Its revenue grew 11% in the fourth quarter of last year, marking the second straight year of growth in its core business, according to a statement from its CEO, Mitch Fadel.

Rent-A-Center allows customers to pay for big-ticket items like electronics or furniture in monthly installments. The model was pioneered in the United Kingdom in the early 20th century. In the 1950s, it spread to the United States, where it is now widely viewed as predatory.

These contracts allow people on limited incomes to stretch out a major expense, but customers often end up paying far more than the listed price. By 1998, Rent-A-Center was facing class-action lawsuits in five states for its exorbitant interest rates. The New York Times called it "much like a subprime mortgage for pull-out sofas and television sets" in 2008.

A 2017 investigation by the Texas Tribune highlighted the consequences. Texas law at the time allowed rent-to-own businesses to treat a refusal to pay as theft — and land their customers in jail for nonpayment. The new law passed last year ended that arrangement.

Executives have defended the company, saying its contracts provide a valuable service for families that can't afford to drop hundreds of dollars on a new refrigerator.

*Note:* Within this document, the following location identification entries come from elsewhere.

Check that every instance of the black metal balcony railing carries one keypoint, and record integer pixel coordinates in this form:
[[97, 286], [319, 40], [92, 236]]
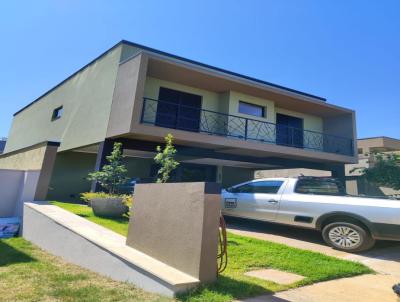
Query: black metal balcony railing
[[177, 116]]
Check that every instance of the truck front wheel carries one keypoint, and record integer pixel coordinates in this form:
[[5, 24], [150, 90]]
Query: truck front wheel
[[348, 237]]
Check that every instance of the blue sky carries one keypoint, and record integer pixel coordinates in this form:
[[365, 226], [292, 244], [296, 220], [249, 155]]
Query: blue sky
[[345, 51]]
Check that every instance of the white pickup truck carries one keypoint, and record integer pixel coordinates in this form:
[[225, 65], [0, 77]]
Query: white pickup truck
[[348, 223]]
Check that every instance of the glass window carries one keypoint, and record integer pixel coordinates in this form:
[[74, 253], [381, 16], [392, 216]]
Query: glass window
[[320, 187], [57, 113], [251, 109], [266, 187]]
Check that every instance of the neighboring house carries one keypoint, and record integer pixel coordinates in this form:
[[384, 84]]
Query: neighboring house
[[3, 142], [367, 147], [225, 125]]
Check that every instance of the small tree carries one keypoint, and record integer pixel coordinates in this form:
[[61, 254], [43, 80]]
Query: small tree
[[166, 159], [385, 172], [114, 173]]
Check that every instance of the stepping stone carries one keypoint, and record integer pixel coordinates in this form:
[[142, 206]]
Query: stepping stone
[[276, 276]]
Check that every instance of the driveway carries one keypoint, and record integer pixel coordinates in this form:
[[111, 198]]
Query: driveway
[[384, 258]]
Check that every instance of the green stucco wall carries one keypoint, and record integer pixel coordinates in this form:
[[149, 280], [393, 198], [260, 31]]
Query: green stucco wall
[[72, 168], [69, 175], [86, 99]]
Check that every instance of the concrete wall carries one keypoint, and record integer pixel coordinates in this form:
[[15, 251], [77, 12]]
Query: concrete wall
[[16, 187], [98, 249], [291, 173], [86, 99], [177, 223]]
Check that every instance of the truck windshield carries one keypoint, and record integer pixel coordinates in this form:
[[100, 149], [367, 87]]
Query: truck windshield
[[320, 187]]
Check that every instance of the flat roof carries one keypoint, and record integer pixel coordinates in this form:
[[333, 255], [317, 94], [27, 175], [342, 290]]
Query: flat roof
[[178, 58]]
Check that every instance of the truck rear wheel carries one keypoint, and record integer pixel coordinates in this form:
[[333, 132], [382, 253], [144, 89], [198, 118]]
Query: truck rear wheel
[[348, 237]]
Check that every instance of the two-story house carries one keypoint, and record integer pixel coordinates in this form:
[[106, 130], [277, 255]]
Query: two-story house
[[225, 125]]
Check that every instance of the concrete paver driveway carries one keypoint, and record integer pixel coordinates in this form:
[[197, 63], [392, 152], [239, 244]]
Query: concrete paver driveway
[[384, 258]]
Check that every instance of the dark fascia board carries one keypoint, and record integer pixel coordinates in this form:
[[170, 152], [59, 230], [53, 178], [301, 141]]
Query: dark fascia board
[[374, 137], [72, 75], [44, 143], [174, 57], [222, 70]]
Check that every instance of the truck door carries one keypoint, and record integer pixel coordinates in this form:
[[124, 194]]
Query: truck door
[[255, 200]]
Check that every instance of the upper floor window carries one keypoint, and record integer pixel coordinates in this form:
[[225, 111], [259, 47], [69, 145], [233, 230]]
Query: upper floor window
[[57, 113], [251, 109]]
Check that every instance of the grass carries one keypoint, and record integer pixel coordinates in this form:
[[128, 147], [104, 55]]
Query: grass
[[27, 273], [246, 254]]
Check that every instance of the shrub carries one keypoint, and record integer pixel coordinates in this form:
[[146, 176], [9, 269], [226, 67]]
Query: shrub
[[166, 159], [87, 196], [114, 173]]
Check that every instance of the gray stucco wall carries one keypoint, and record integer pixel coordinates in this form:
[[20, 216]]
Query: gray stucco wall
[[86, 99], [16, 186]]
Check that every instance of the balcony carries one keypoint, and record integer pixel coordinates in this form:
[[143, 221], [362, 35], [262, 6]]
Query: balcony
[[188, 118]]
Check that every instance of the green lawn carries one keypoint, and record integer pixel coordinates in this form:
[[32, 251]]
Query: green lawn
[[247, 254], [29, 274]]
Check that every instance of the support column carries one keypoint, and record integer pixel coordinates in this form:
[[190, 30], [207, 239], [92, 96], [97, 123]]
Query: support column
[[105, 149], [338, 172]]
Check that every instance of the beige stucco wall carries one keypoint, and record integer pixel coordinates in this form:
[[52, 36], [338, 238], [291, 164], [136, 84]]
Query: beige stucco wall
[[311, 122], [86, 99], [27, 160]]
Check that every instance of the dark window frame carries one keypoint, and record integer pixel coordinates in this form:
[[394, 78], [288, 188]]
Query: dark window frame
[[263, 109], [57, 113]]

And the FTC has been historically hesitant to regulate the practice. A staff report released in 2000 said that "most rent-to-own customers are satisfied with their experience" and that "careful analysis also should be undertaken before adopting policies that would substantially reduce the availability of rent-to-own transactions."

Its chairman, Joseph Simons, issued a statement defending the settlement. He said it "would remedy the legal violation and prevent its recurrence" and praised the FTC for its "long history of addressing harmful practices in this industry." The settlement will be finished after a period of public comment.